Emniyet Genel Müdürlüğü tarafından; dava konusu Yönetmeliğin, dayanağı Kanun hükmüne uygun olarak düzenlendiği, Kanun'un tanıdığı takdir yetkisi çerçevesinde eğitim sonu sınavının şeklinin "sözlü sınav" olarak belirlendiği, davacının kazanılmış bir hakkının bulunduğundan söz edilemeyeceği, dava konusu Yönetmeliğin iptali istenen maddesinde ve bu Yönetmelik ile belirlenen usul ve esaslara uygun olarak gerçekleştirilen sınav işlemlerinde hukuka aykırılık bulunmadığı ileri sürülerek davanın reddi gerektiği savunulmaktadır.

HUKUKİ DEĞERLENDİRME:

Dava, Emniyet Genel Müdürlüğü Kadrolarına Polis Memuru ve Komiser Yardımcısı Rütbelerine Aday Memur Olarak Atanacaklara Uygulanacak Sınav Yönetmeliği'nin 8. maddesinin 8. fıkrasının iptali istemi yönünden incelendiğinde;
Hukuk devleti ilkesinin gereklerinden biri olan hukuk güvenliği ilkesi; hukuk normlarının öngörülebilir olmasını, bireylerin tüm eylem ve işlemlerinde devlete güven duyabilmesini, devletin de yasal düzenlemelerinde bu güven duygusunu zedeleyici yöntemlerden kaçınmasını gerekli kılar. Kanunlara güvenerek hayatını yönlendiren, hukuki iş ve işlemlere girişen bireyin bu kanunların uygulanmasına devam edileceği yolunda oluşan beklentisinin mümkün olduğunca korunması hukuki güvenlik ilkesinin gereğidir.

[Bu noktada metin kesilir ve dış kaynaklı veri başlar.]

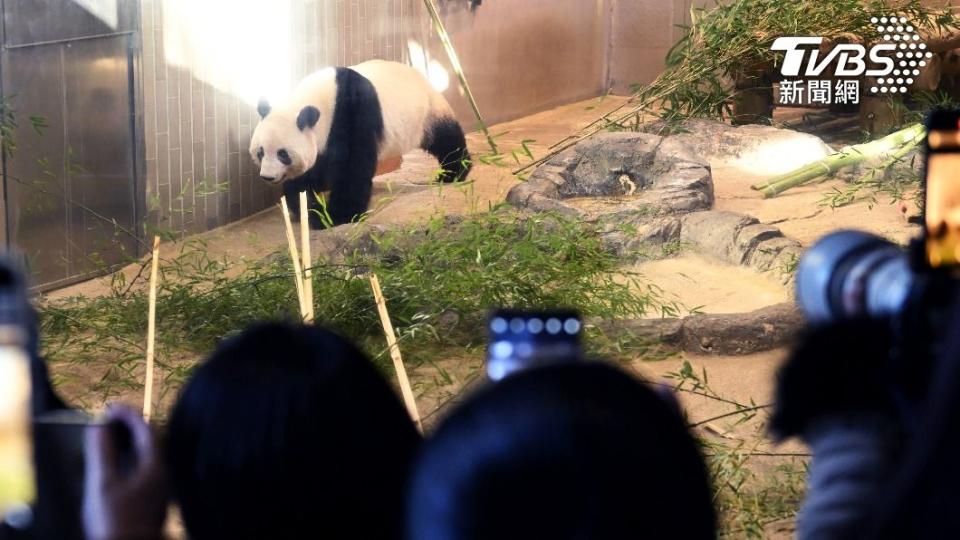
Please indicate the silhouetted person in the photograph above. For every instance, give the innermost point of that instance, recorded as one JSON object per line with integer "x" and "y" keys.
{"x": 838, "y": 391}
{"x": 289, "y": 432}
{"x": 562, "y": 452}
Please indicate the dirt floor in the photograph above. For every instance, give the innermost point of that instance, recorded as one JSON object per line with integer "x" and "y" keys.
{"x": 406, "y": 196}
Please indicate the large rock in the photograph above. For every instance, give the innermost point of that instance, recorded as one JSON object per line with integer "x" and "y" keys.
{"x": 750, "y": 147}
{"x": 739, "y": 239}
{"x": 722, "y": 334}
{"x": 631, "y": 177}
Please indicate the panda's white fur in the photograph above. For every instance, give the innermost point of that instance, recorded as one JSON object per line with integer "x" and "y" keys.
{"x": 407, "y": 101}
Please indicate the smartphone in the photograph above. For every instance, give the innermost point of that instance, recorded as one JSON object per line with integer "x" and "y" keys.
{"x": 17, "y": 478}
{"x": 941, "y": 234}
{"x": 520, "y": 340}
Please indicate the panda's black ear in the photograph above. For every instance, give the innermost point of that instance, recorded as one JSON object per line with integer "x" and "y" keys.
{"x": 308, "y": 117}
{"x": 263, "y": 108}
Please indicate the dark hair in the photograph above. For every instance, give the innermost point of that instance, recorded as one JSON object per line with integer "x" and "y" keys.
{"x": 289, "y": 432}
{"x": 567, "y": 451}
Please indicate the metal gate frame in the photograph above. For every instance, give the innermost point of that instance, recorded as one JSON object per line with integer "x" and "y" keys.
{"x": 136, "y": 131}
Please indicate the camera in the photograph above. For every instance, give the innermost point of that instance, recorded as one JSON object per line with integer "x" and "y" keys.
{"x": 851, "y": 274}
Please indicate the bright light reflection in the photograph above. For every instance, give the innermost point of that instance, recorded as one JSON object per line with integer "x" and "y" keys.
{"x": 241, "y": 47}
{"x": 431, "y": 69}
{"x": 782, "y": 155}
{"x": 105, "y": 10}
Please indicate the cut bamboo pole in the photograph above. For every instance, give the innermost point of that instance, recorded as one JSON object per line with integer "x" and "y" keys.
{"x": 151, "y": 332}
{"x": 294, "y": 256}
{"x": 458, "y": 69}
{"x": 849, "y": 155}
{"x": 307, "y": 263}
{"x": 405, "y": 389}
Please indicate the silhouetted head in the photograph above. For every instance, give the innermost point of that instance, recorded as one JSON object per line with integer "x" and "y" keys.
{"x": 289, "y": 432}
{"x": 568, "y": 451}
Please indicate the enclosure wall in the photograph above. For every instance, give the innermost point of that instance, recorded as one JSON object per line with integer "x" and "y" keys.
{"x": 204, "y": 63}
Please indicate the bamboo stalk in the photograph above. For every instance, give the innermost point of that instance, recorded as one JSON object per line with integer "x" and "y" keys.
{"x": 307, "y": 261}
{"x": 899, "y": 142}
{"x": 151, "y": 332}
{"x": 458, "y": 70}
{"x": 405, "y": 388}
{"x": 294, "y": 256}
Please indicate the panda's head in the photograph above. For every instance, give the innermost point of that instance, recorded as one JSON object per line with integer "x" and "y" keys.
{"x": 282, "y": 146}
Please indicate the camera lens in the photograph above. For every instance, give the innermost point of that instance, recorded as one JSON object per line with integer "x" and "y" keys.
{"x": 852, "y": 273}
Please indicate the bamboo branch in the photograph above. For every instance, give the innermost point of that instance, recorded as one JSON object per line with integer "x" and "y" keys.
{"x": 405, "y": 389}
{"x": 899, "y": 143}
{"x": 151, "y": 332}
{"x": 294, "y": 256}
{"x": 307, "y": 261}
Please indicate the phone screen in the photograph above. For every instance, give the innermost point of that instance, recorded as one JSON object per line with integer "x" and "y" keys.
{"x": 522, "y": 340}
{"x": 942, "y": 205}
{"x": 17, "y": 481}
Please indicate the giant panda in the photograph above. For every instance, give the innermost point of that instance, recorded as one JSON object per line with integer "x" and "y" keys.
{"x": 339, "y": 123}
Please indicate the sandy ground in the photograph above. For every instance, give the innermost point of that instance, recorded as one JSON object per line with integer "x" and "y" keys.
{"x": 407, "y": 195}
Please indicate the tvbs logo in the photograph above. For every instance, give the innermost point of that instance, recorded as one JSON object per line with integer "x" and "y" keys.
{"x": 849, "y": 59}
{"x": 893, "y": 63}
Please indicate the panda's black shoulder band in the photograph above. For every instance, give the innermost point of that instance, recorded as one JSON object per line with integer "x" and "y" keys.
{"x": 308, "y": 117}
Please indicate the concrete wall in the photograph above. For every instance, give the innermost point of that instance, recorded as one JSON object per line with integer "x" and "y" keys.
{"x": 642, "y": 34}
{"x": 205, "y": 63}
{"x": 523, "y": 56}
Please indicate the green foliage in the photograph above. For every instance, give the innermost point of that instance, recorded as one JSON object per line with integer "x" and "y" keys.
{"x": 427, "y": 273}
{"x": 747, "y": 500}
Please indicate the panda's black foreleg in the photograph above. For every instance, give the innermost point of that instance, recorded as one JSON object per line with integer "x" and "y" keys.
{"x": 445, "y": 141}
{"x": 291, "y": 191}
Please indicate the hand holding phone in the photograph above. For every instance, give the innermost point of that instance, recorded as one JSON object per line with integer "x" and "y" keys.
{"x": 942, "y": 190}
{"x": 125, "y": 491}
{"x": 522, "y": 340}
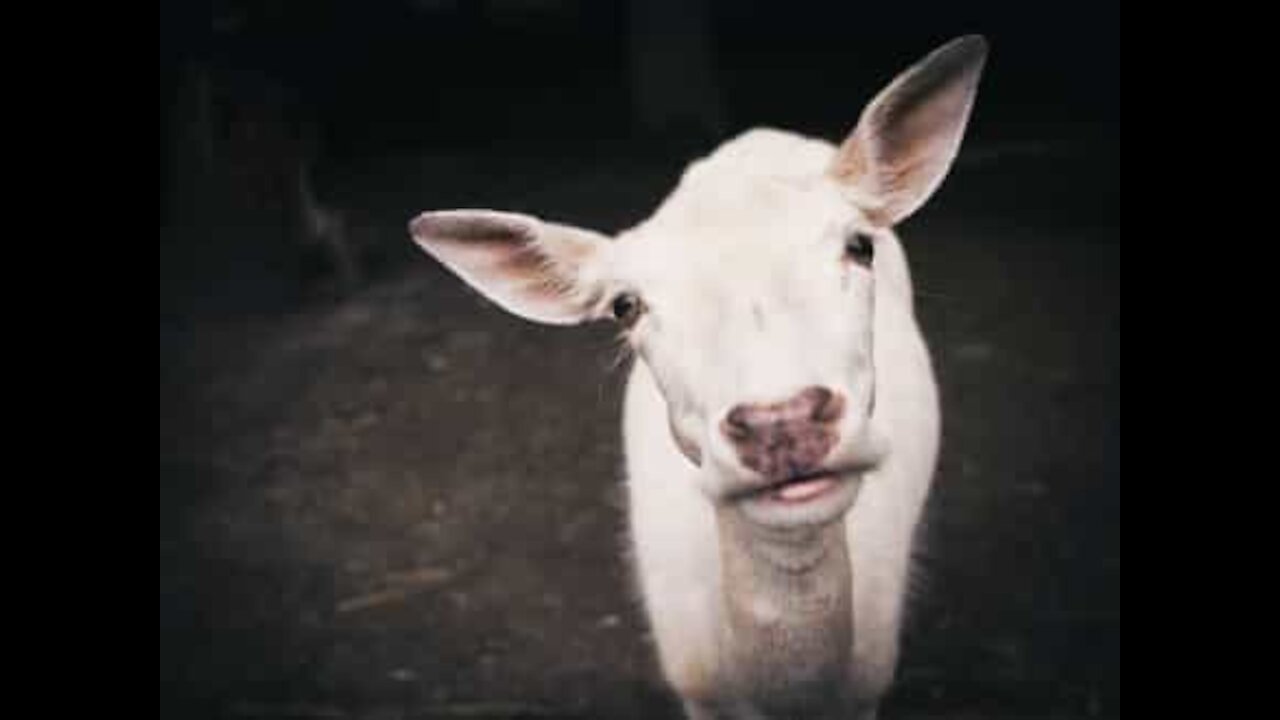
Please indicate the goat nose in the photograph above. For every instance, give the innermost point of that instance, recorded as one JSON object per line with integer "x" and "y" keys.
{"x": 785, "y": 437}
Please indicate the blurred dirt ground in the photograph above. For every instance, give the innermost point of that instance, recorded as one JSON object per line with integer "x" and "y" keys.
{"x": 407, "y": 505}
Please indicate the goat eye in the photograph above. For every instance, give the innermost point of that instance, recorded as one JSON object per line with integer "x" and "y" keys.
{"x": 627, "y": 308}
{"x": 860, "y": 247}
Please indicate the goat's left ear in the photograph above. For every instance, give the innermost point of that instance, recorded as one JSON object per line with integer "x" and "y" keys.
{"x": 530, "y": 268}
{"x": 908, "y": 136}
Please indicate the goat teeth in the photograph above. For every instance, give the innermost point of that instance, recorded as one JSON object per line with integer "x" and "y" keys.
{"x": 804, "y": 490}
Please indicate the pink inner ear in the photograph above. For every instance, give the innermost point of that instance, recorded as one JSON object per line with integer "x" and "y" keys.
{"x": 506, "y": 258}
{"x": 908, "y": 137}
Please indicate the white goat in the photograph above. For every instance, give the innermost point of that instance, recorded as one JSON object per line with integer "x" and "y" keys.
{"x": 782, "y": 423}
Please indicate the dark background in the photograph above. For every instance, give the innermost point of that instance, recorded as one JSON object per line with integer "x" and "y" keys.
{"x": 380, "y": 497}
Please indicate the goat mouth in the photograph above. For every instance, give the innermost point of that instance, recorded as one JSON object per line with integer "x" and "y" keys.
{"x": 801, "y": 488}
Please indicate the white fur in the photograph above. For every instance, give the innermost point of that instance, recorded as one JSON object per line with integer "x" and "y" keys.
{"x": 749, "y": 296}
{"x": 672, "y": 522}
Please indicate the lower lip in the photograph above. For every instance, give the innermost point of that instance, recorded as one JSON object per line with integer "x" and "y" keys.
{"x": 804, "y": 491}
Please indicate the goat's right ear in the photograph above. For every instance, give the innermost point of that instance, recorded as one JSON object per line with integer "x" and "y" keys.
{"x": 530, "y": 268}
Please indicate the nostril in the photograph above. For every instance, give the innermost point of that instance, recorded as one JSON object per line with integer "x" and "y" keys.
{"x": 826, "y": 406}
{"x": 737, "y": 424}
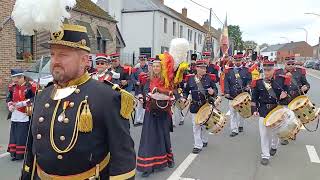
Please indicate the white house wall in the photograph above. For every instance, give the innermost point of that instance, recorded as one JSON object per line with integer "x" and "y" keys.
{"x": 137, "y": 31}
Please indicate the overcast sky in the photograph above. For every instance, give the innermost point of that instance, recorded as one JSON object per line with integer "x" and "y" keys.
{"x": 260, "y": 20}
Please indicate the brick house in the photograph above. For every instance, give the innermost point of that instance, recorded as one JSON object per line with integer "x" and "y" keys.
{"x": 300, "y": 50}
{"x": 103, "y": 34}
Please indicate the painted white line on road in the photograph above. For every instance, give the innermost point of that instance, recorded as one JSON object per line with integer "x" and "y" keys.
{"x": 183, "y": 166}
{"x": 313, "y": 76}
{"x": 4, "y": 155}
{"x": 313, "y": 154}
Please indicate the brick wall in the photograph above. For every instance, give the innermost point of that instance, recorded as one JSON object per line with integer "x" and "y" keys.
{"x": 8, "y": 40}
{"x": 8, "y": 45}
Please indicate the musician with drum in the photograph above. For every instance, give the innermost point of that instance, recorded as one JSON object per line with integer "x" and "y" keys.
{"x": 236, "y": 81}
{"x": 267, "y": 94}
{"x": 202, "y": 88}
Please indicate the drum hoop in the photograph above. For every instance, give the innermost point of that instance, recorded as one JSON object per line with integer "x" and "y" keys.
{"x": 270, "y": 113}
{"x": 295, "y": 99}
{"x": 207, "y": 118}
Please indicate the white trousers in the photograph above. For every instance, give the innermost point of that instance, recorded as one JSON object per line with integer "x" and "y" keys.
{"x": 236, "y": 120}
{"x": 268, "y": 139}
{"x": 200, "y": 133}
{"x": 139, "y": 113}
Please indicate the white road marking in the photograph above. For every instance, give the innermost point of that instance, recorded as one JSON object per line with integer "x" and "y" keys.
{"x": 4, "y": 155}
{"x": 313, "y": 154}
{"x": 176, "y": 175}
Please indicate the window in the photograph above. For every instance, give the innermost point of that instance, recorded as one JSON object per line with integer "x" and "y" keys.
{"x": 174, "y": 24}
{"x": 24, "y": 46}
{"x": 101, "y": 44}
{"x": 145, "y": 51}
{"x": 165, "y": 25}
{"x": 163, "y": 49}
{"x": 181, "y": 32}
{"x": 189, "y": 34}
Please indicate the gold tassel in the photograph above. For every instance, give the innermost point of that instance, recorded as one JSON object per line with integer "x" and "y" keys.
{"x": 85, "y": 123}
{"x": 127, "y": 104}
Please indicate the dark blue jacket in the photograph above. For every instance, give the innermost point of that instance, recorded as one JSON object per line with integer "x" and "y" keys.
{"x": 199, "y": 98}
{"x": 232, "y": 85}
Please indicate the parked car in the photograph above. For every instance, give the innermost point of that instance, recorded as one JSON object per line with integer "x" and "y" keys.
{"x": 309, "y": 64}
{"x": 316, "y": 65}
{"x": 35, "y": 72}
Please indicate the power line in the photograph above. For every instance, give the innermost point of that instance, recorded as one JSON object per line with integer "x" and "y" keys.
{"x": 213, "y": 13}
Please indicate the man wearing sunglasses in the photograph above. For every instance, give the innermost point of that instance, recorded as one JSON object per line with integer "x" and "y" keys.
{"x": 237, "y": 80}
{"x": 103, "y": 65}
{"x": 267, "y": 94}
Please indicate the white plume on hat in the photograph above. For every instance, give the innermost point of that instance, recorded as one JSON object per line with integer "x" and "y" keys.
{"x": 30, "y": 15}
{"x": 179, "y": 48}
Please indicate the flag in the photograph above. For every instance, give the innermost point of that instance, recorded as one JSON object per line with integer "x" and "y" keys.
{"x": 224, "y": 40}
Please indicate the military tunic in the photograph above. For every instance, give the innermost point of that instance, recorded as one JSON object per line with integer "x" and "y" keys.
{"x": 54, "y": 130}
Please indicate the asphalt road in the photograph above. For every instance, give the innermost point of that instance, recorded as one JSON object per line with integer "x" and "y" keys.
{"x": 225, "y": 158}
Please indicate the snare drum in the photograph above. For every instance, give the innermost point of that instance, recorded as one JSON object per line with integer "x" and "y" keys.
{"x": 242, "y": 104}
{"x": 283, "y": 122}
{"x": 213, "y": 119}
{"x": 304, "y": 109}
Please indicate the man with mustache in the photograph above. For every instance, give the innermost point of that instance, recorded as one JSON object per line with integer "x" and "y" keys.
{"x": 77, "y": 131}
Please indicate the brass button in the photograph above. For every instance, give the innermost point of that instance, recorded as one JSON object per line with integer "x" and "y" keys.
{"x": 41, "y": 119}
{"x": 47, "y": 105}
{"x": 71, "y": 104}
{"x": 60, "y": 157}
{"x": 66, "y": 120}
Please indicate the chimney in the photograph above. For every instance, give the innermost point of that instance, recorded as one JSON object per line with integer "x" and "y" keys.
{"x": 185, "y": 12}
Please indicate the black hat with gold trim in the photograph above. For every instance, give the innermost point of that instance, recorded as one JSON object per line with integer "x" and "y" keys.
{"x": 74, "y": 36}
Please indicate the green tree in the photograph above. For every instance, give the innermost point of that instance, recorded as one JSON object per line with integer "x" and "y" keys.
{"x": 250, "y": 45}
{"x": 235, "y": 36}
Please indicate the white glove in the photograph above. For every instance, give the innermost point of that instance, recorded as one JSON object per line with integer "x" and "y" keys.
{"x": 115, "y": 75}
{"x": 22, "y": 103}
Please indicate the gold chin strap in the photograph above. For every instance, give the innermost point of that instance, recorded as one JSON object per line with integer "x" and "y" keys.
{"x": 61, "y": 93}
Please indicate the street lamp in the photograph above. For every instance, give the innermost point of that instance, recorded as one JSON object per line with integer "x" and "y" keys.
{"x": 286, "y": 39}
{"x": 313, "y": 14}
{"x": 306, "y": 33}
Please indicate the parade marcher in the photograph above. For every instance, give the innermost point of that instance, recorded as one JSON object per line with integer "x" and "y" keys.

Ancak güvenin korunması, mevcut bir hukuki durumun dokunulmazlığı anlamında da değerlendirilmemelidir. Hukuki güvenliğin mevcut bir hukuki durum için dokunulmazlık şeklinde algılanması, dinamik toplum yapısının kurallarla statik, durağan hâle getirilmesi sonucunu doğurur ki bu da toplumun çağın gerisinde kalmasına neden olabilir. Bu nedenle kanun koyucu, Anayasa’da öngörülen kurallar çerçevesinde diğer alanlarda olduğu gibi kamu görevine giriş koşullarıyla ilgili olarak da kamu yararı amacıyla bazı değişiklikler yapabilir ve bu değişiklikler kişilerin beklentilerini etkileyebilir.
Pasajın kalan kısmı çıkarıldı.